When searching ‘China music industry’ on Google, the first result is an article from Quartz ‘Why is China’s music market still so small?’ With 975 million music listeners, the statistics suggest the value of China’s music market is that of 7.8% of the UK (2016). Zhangran, founder of Sound of the Xity, is among the industry pioneers to tap the great potential of China’s music market. He founded the one and only music conference six years ago to export Chinese music culture to the world. In 2014, Modern Sky, a big player in the Chinese music scene bought Sound of the Xity and started a more international approach through their music network. The conference now is an effective international music industry trade event with high level of delegations and large number of international exhibitions.
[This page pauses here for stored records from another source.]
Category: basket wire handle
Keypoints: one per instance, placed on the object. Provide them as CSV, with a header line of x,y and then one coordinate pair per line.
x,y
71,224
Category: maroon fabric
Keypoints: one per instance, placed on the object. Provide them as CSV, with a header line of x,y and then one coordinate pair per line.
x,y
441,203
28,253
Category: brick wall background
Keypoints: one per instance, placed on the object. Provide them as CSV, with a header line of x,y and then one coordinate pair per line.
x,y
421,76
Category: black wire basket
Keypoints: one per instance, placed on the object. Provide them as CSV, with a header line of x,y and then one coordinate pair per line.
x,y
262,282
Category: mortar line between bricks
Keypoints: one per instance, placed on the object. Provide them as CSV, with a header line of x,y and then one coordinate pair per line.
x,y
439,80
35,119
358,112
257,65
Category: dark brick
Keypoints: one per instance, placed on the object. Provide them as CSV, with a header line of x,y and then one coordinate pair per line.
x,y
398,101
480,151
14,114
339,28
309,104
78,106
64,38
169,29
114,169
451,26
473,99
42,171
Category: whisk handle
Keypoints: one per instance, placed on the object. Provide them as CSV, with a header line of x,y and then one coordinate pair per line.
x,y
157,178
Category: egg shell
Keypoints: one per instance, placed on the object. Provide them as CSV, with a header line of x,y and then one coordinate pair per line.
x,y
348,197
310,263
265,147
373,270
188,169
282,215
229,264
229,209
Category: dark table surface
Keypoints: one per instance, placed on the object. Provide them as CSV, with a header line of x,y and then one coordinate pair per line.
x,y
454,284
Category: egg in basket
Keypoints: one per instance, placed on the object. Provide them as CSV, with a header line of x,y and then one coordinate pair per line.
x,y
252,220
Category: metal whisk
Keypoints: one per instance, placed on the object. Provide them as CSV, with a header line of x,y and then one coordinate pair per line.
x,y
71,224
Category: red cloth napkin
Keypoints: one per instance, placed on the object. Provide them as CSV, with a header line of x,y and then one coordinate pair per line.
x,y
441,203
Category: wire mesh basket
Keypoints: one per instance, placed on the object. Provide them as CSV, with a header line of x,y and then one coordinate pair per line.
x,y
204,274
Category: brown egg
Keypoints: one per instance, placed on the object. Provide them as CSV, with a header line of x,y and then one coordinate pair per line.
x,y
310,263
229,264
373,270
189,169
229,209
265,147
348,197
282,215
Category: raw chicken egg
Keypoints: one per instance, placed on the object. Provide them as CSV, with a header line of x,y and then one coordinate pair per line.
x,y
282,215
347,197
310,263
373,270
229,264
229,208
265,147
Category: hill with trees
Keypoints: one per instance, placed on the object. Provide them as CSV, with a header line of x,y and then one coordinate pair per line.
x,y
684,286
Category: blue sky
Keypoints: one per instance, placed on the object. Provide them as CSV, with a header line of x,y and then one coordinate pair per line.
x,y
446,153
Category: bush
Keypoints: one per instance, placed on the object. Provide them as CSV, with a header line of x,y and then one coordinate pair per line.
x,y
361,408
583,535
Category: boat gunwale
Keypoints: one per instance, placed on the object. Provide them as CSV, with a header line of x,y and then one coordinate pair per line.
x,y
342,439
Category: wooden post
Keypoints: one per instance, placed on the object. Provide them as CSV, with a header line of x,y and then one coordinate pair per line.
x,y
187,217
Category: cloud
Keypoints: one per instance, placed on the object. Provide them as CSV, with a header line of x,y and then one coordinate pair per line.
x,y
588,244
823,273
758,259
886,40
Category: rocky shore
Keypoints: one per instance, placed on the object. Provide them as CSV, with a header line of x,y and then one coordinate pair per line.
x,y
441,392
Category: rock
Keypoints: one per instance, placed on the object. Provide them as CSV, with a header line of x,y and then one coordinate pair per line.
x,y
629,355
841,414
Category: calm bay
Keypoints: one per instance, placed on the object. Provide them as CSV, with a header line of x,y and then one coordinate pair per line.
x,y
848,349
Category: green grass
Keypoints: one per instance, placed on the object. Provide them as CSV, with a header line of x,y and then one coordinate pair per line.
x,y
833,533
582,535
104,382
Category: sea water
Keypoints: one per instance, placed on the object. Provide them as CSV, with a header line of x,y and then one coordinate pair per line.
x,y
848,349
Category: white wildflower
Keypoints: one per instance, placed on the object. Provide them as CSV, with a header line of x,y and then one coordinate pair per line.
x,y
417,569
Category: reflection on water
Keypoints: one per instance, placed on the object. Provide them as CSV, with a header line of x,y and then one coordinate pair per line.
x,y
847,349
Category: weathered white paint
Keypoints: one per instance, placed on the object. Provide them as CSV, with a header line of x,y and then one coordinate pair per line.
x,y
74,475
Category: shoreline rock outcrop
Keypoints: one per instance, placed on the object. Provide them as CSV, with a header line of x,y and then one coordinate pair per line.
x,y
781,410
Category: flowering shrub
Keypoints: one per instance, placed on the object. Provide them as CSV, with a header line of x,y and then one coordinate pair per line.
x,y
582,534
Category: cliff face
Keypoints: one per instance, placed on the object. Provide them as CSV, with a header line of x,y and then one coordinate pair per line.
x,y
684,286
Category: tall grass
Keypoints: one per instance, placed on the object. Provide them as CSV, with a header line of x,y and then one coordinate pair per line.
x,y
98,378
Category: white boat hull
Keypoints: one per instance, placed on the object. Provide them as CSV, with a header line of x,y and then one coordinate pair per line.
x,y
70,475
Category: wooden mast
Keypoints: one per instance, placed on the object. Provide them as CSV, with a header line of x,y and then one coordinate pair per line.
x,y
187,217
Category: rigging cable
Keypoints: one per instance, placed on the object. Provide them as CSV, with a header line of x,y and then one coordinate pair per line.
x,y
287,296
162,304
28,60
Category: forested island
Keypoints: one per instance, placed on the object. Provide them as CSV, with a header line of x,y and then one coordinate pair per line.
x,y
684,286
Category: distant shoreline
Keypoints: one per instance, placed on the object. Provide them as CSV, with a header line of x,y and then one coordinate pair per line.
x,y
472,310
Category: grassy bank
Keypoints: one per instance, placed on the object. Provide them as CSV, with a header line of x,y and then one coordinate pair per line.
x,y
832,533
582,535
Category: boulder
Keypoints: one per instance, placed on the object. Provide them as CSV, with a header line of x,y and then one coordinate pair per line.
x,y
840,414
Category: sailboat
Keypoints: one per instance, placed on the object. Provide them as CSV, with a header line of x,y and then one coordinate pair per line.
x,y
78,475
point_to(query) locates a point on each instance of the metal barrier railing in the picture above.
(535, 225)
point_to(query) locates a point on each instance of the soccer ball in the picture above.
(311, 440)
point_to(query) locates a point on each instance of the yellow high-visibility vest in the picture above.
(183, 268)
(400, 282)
This year, the British Council brought a delegation of four to the conference with hopes of better understanding China’s music industry and to lay the groundwork for possible future collaboration. In addition, the British Council also supported three music bands to perform at the conference and at the Strawberry Music Festival in Shanghai and Kunming (the Strawberry Beijing Music Festival was cancelled). Beyond that, the conference presented some intriguing topics on digital streaming and music licensing in China.  


Music Festivals

Music festival season in China roughly last from May to October each year. Recent years have seen some formalisation of the process to set up a festival. An organiser must submit every details of the line up including performers, songs, and lyrics. The process usually takes about a month but sometimes the results can be delivered at the last minute- Beijing Strawberry Music Festival this year was cancelled quite suddenly.